Not many club and pub owners dares to let the punks throw a gig in their joint. Because of that, concerts like this are rare.
The punk that went to temple
This is the story of Pho Pye; a young punk rocker from Myanmar that sets out on a soul searching journey to meditate before a concert in Yangon. The project will be presented as a short documentary film.
- You have to pray to Buddha before going, she whispers to her son Pho Pye. With a grim look on her face, she nods to the shrine above the TV. He rolls his eyes while heading for the door. The rings in his earlobes are as big as coins. Piercings shine in his face beneath a red mohawk. From the balcony, they can hear the house pet, a rooster’s crow along with cars honking their horns. Pho Pye is ready for a long journey and a brand new experience. – I am playing a concert in Yangon next week, but my mind is not where it should be. I am confused, have a short temper and get angry when playing or watching a concert. Because of that, I am going to Bagan to meditate. The trip is not motivated by religion, it is all about clearing my mind, he explains.
The air condition system makes an ice-cold wind that runs through the bus to Bagan. The mid section TV shows an old, local sit com. Pho Pye leans his head to the window. As he takes a glance at the shining moon, he dreams about the ancient temple city and the escape from the city noise and his family’s judgment of his life as a punk. A tear rolls down his cheek as he says; – I am not the person my family wants me to be. But being a punk is my life, and I refuse to change.
A pack of goats run across the yard of an old, deserted temple as Pho Pye enters the gate. He has spent five days on a squeaky bike riding up and down the dusty roads of Bagan. He has witnessed breathtaking sunsets from huge temples he previously only has seen on postcards in Yangon. What he has enjoyed the most, is the complete silence.
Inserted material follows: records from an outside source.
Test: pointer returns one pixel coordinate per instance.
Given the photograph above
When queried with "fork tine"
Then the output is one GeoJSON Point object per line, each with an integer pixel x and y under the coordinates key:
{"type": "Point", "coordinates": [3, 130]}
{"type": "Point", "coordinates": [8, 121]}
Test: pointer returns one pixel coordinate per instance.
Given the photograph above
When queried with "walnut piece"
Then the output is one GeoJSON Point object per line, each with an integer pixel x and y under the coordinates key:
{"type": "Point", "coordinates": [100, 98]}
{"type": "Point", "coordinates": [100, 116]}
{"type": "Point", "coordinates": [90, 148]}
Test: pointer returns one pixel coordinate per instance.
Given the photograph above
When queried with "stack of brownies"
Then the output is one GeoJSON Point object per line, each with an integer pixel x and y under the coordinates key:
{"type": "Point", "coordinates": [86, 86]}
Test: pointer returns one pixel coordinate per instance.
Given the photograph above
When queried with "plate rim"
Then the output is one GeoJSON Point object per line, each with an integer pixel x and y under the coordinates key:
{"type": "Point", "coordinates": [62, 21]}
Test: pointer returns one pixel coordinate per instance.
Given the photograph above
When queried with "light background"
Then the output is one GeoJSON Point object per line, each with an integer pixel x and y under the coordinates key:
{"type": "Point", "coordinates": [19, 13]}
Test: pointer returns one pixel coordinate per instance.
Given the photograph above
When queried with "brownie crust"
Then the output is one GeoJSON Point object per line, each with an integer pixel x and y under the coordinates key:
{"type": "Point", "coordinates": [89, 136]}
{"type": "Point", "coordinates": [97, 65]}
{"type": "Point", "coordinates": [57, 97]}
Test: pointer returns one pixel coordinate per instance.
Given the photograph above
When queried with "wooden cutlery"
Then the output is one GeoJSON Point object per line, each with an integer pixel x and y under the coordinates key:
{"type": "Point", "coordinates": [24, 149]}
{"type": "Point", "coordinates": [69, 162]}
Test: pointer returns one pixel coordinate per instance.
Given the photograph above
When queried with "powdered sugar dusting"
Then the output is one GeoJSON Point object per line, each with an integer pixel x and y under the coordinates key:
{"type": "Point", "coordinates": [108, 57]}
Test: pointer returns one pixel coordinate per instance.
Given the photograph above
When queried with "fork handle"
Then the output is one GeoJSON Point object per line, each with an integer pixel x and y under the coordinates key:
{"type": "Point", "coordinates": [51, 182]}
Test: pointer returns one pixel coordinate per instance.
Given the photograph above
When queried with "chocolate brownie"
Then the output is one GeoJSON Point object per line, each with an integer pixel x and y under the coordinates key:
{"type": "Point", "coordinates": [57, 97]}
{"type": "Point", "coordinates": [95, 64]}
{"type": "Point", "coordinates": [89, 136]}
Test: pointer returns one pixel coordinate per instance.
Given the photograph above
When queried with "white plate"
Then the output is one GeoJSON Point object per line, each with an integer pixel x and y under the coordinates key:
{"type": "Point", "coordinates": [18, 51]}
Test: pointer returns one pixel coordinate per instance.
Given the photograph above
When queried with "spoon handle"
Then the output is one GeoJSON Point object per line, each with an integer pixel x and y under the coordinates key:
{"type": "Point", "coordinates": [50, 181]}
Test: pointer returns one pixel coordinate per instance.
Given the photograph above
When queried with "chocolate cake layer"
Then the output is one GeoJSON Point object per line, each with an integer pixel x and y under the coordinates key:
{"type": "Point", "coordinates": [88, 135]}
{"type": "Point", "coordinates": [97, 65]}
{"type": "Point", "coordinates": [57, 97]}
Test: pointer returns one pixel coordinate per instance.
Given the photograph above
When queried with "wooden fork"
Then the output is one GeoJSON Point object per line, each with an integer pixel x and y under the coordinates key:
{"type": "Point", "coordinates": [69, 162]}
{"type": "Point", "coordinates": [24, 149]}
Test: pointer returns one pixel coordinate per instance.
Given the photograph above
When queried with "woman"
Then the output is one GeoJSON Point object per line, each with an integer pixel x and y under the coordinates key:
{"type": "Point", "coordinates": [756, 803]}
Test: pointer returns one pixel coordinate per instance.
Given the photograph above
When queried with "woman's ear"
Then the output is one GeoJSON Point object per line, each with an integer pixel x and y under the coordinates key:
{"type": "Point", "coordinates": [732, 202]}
It is mid day and Pho Pye’s feet are burning on the stone ground of the temple. He climbs a small wall to find his peace in an outdoor window as he crosses his legs and closes his eyes to meditate. His mind is finally ready to rock on stage with his friends back home.
Meanwhile in Yangon, his mother is sleeping peacefully on a mattress on the living room floor. She is patiently waiting for her son to come home to give him a big hug and hear stories from the amazing journey.